Keep it in perspective

Once in a while, news of the day can render whatever discomfort we are feeling to be irrelevant, if not laughable.

Here’s what happened to me on Monday morning.

I was delivering my weekly run of Meals on Wheels to shut-in residents of Princeton. I left the house wearing just my shirt, a pair of shorts and sandals. I picked up the meals to deliver at a local church and went on my way. I made the first stop, chatted up the gentleman who is always waiting for me.

I drove to the second residence. On the way, it started to sprinkle. The rain worsened the farther along I drove. By the time I delivered my second meal, the sky had opened up. It poured. I got soaked.

I grumbled to myself as I drove to the third location. Damn rain, I wish it would stop … or so I muttered under my breath.

Then the news came on the radio, which I had turned on my truck to National Public Radio. The reporter told me of the suffering in Central Texas. The raging river had killed dozens of residents. Many of the victims were girls attending a church camp in Kerrville, It had destroyed thousands of homes. The deluge roared down the Guadalupe River bed at enormous speed, sweeping away trees, homes, big and small vehicles and presumably people.

That was the moment I realized I was bitching about something that didn’t matter one damn bit. Why am I complaining because I am getting wet from rainfall.

Needless to say, I realized in real time that my concerns about wringing my clothes from the rainfal paled in comparison to the unfathomable tragedy that has gripped our Central Texas neighbors.

I learned my lesson.

FEMA can earn its spurs … again!

One of the many idiotic ideas carried in Donald Trump’s big ugly bill is the dismantling of the Federal Emergency Management Agency, which Trump kicked aside because of alleged corruption or some made-up reason.

The entire world now gets to see if FEMA can re-earn its spurs by expediting aid to the stricken residents of Texas victimized by the raging Guadalupe River floodwaters. The scenes of entire homes being swept away in the deluge are mind-blowing and heartbreaking in the extreme. Families have lost every single thing they own while watching their homes being swallowed up by the raging storm.

FEMA stands ready to help all Americans in need. Texas Gov. Greg Abbott has declared an immediate disaster in the region. He is pulling together all the state resources at his command. Non-government agencies have stepped up. Pro sports teams’ ownership have ponied up money to buy food, medical supplies and assorted household goods for victims. The president now is obligated to do the same. FEMA is the feds’ go-to agency in times like these.

I don’t know how Trump can reverse the damage his big ugly bill has done to our government’s operations.
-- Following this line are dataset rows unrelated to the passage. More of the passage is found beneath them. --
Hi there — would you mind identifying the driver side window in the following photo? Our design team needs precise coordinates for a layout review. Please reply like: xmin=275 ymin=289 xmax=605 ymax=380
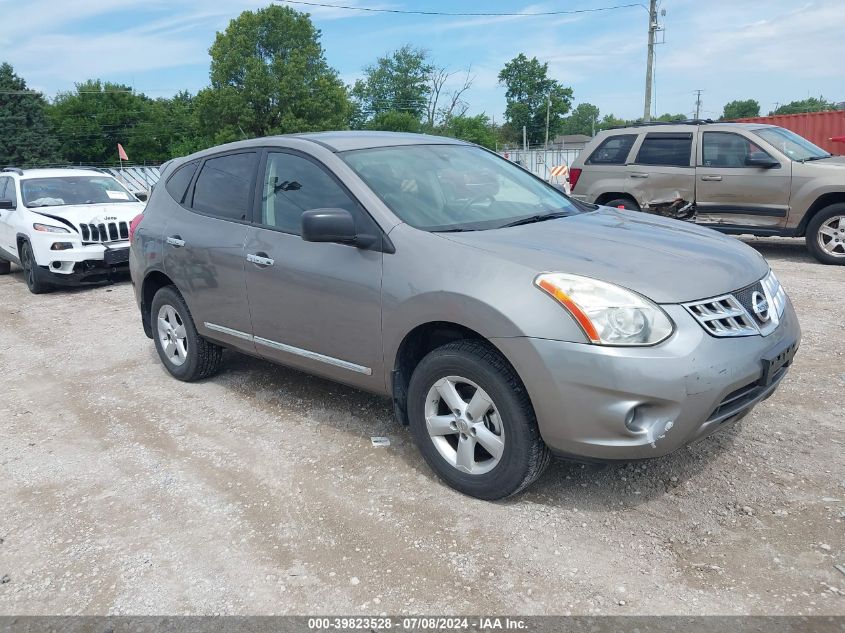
xmin=702 ymin=132 xmax=770 ymax=168
xmin=261 ymin=152 xmax=362 ymax=235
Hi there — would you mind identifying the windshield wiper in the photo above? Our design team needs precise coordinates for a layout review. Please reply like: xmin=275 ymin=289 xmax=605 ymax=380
xmin=801 ymin=155 xmax=832 ymax=162
xmin=498 ymin=211 xmax=570 ymax=229
xmin=432 ymin=227 xmax=476 ymax=233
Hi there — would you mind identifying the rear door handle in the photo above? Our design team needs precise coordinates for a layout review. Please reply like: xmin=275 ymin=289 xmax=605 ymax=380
xmin=701 ymin=175 xmax=723 ymax=181
xmin=166 ymin=236 xmax=185 ymax=247
xmin=247 ymin=253 xmax=274 ymax=267
xmin=629 ymin=172 xmax=649 ymax=179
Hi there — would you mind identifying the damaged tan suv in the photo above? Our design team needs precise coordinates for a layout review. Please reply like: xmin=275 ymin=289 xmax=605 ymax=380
xmin=569 ymin=121 xmax=845 ymax=264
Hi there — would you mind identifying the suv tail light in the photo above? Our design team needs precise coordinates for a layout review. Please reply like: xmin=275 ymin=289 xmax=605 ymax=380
xmin=129 ymin=214 xmax=144 ymax=241
xmin=568 ymin=168 xmax=582 ymax=191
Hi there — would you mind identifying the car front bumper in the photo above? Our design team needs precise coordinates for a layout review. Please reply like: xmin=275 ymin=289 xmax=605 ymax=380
xmin=37 ymin=242 xmax=130 ymax=285
xmin=492 ymin=299 xmax=801 ymax=460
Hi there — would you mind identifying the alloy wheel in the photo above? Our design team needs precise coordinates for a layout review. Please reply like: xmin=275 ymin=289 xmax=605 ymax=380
xmin=817 ymin=215 xmax=845 ymax=258
xmin=157 ymin=304 xmax=188 ymax=367
xmin=424 ymin=376 xmax=505 ymax=475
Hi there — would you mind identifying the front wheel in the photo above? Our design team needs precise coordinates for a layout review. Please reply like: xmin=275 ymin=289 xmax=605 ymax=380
xmin=806 ymin=203 xmax=845 ymax=265
xmin=151 ymin=285 xmax=223 ymax=381
xmin=20 ymin=241 xmax=52 ymax=294
xmin=407 ymin=340 xmax=551 ymax=500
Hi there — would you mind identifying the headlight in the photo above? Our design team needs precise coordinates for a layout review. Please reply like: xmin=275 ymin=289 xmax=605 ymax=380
xmin=535 ymin=273 xmax=674 ymax=346
xmin=760 ymin=270 xmax=787 ymax=319
xmin=33 ymin=223 xmax=70 ymax=234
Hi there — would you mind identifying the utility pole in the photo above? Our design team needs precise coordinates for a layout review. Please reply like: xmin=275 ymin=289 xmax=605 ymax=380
xmin=545 ymin=94 xmax=551 ymax=149
xmin=523 ymin=125 xmax=527 ymax=152
xmin=694 ymin=89 xmax=703 ymax=120
xmin=643 ymin=0 xmax=658 ymax=121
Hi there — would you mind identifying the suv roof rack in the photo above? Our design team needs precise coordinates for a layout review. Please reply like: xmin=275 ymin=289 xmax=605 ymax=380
xmin=608 ymin=119 xmax=716 ymax=130
xmin=2 ymin=167 xmax=24 ymax=175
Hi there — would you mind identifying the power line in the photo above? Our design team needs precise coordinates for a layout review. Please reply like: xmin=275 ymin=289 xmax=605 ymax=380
xmin=280 ymin=0 xmax=646 ymax=17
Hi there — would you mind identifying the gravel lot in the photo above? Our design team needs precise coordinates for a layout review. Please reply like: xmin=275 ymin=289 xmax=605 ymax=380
xmin=0 ymin=237 xmax=842 ymax=616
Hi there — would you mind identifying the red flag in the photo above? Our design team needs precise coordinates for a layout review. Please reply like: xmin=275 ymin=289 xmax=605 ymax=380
xmin=117 ymin=143 xmax=129 ymax=161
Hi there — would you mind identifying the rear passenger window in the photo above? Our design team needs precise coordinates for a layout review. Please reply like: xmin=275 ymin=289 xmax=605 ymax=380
xmin=165 ymin=161 xmax=198 ymax=204
xmin=586 ymin=135 xmax=636 ymax=165
xmin=635 ymin=133 xmax=693 ymax=167
xmin=192 ymin=152 xmax=258 ymax=221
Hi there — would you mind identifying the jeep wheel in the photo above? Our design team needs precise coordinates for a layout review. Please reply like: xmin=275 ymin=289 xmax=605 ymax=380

I damn sure hope he finds a way to bring FEMA back into the game of saving lives.

What if we had voted ‘blue’?

Grateful as I am for Donald Trump/s pledge to rush aid to struggling Texas families damaged by the raging floodwaters of the Guadalupe River, I feel compelled to ask what I believe is a fair question.
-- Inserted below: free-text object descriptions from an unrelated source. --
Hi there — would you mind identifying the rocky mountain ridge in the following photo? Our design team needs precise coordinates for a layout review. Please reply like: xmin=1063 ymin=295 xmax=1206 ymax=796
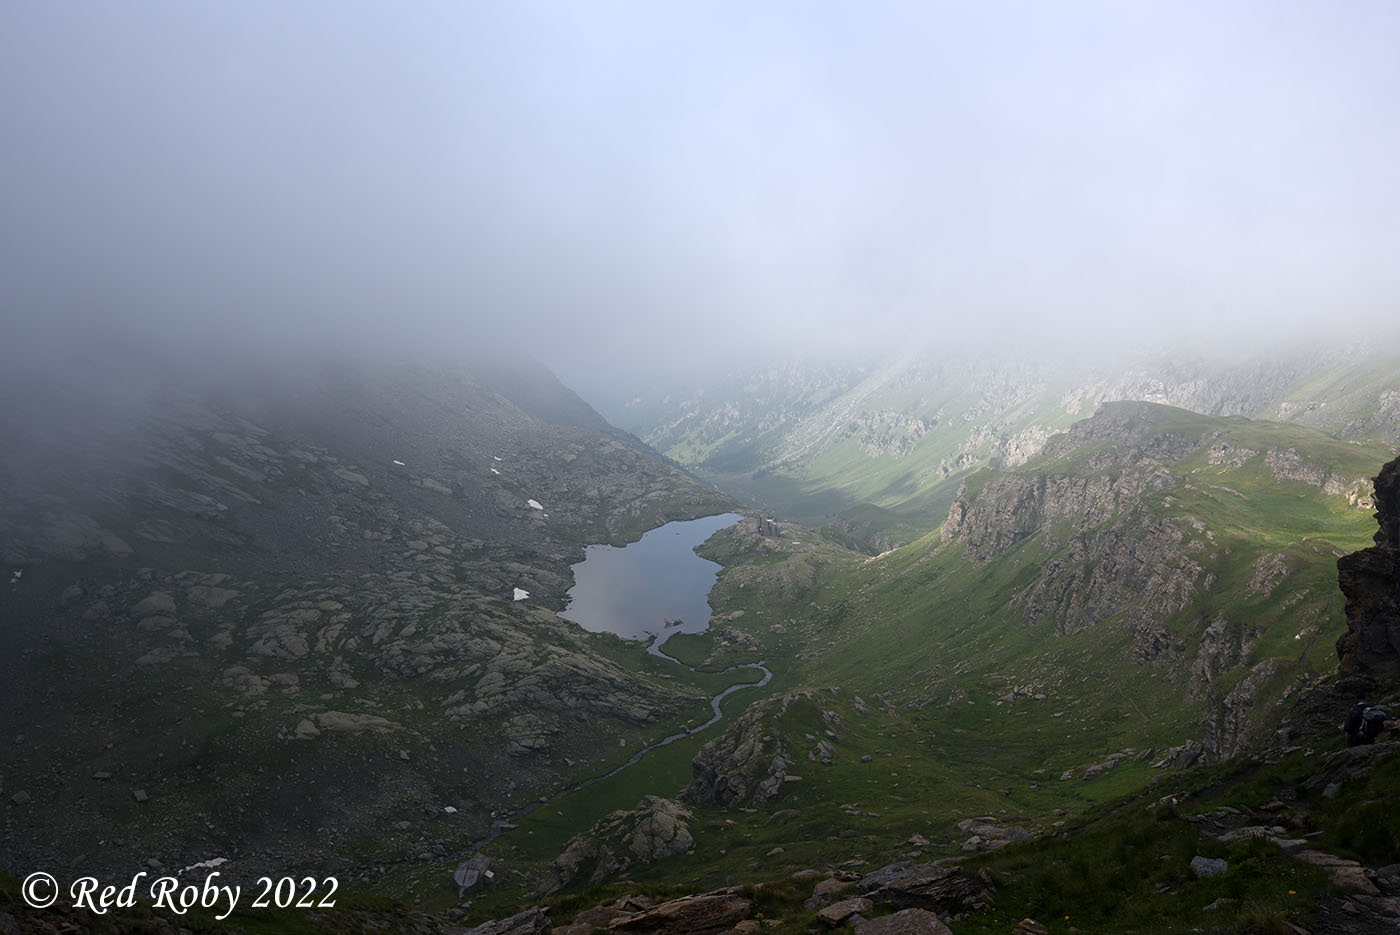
xmin=935 ymin=402 xmax=1385 ymax=762
xmin=612 ymin=343 xmax=1400 ymax=536
xmin=4 ymin=361 xmax=1399 ymax=934
xmin=442 ymin=411 xmax=1400 ymax=935
xmin=0 ymin=354 xmax=739 ymax=884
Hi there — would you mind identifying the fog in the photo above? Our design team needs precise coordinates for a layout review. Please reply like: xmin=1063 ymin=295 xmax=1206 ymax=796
xmin=4 ymin=2 xmax=1399 ymax=395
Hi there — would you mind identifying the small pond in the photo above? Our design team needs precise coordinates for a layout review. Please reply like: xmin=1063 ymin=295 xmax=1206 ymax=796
xmin=558 ymin=512 xmax=741 ymax=652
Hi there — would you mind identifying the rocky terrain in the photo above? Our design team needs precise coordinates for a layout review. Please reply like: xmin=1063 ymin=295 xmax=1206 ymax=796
xmin=0 ymin=353 xmax=739 ymax=884
xmin=611 ymin=343 xmax=1400 ymax=538
xmin=4 ymin=348 xmax=1399 ymax=934
xmin=436 ymin=434 xmax=1400 ymax=933
xmin=932 ymin=402 xmax=1387 ymax=762
xmin=1336 ymin=456 xmax=1400 ymax=680
xmin=539 ymin=795 xmax=697 ymax=895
What would his response be if Texas had voted against him in three presidential elections?

Trump has this sickening habit of politicizing everything, of attaching partisan preferences to issues that demand that he act as president of the entire United States of America. Disaster relief of the scale that has befallen Central Texas is one of those issues.

We have seen his reaction to California wildfires when he lectured state officials on what he said was inadequate forest management policies. Or his silence on the assassination not long ago of a Minnesota state senator and her husband by a known MAGA supporter.
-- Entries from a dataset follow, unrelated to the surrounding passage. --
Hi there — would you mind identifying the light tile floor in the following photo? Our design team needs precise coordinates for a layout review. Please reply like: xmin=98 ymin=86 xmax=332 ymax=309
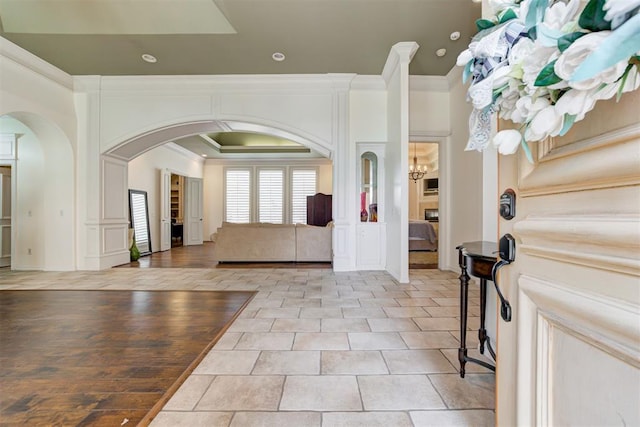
xmin=0 ymin=267 xmax=495 ymax=426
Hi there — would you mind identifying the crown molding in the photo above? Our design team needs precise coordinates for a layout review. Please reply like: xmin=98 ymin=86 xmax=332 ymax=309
xmin=0 ymin=36 xmax=73 ymax=89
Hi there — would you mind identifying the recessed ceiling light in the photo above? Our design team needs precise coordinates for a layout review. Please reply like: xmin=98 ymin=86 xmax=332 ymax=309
xmin=141 ymin=53 xmax=157 ymax=63
xmin=450 ymin=31 xmax=461 ymax=41
xmin=436 ymin=48 xmax=447 ymax=57
xmin=201 ymin=154 xmax=207 ymax=157
xmin=472 ymin=0 xmax=482 ymax=3
xmin=272 ymin=52 xmax=286 ymax=62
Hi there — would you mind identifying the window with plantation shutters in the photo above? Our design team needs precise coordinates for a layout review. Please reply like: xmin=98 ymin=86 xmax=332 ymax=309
xmin=291 ymin=169 xmax=317 ymax=224
xmin=225 ymin=169 xmax=251 ymax=223
xmin=258 ymin=169 xmax=284 ymax=223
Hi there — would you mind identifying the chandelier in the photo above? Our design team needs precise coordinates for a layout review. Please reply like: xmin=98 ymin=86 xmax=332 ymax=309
xmin=409 ymin=143 xmax=426 ymax=182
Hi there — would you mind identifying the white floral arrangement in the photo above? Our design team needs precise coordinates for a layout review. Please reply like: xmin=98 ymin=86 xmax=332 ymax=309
xmin=457 ymin=0 xmax=640 ymax=160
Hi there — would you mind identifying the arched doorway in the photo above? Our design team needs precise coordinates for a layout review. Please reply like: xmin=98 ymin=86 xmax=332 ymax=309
xmin=0 ymin=113 xmax=75 ymax=271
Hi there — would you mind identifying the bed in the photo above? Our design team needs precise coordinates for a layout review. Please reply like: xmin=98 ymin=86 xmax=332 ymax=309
xmin=409 ymin=220 xmax=438 ymax=251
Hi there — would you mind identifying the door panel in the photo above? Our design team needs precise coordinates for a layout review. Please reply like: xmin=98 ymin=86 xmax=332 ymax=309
xmin=0 ymin=169 xmax=11 ymax=268
xmin=184 ymin=177 xmax=203 ymax=246
xmin=159 ymin=169 xmax=171 ymax=251
xmin=497 ymin=91 xmax=640 ymax=425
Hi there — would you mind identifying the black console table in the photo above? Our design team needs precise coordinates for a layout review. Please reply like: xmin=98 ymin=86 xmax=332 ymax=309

I dislike bringing all this up, but I know it’s on the minds of many Americans who are worried and grieving the loss of all those Texans from the carnage brought to the Hill Country by the Guadalupe River.

Texas has stood firmly in Trump’s corner through three presidential elections, in 2016, 2020 and 2024. I guess our state’s fealty to Trumpism has earned the quick federal response. It sure isn’t supposed to be that way.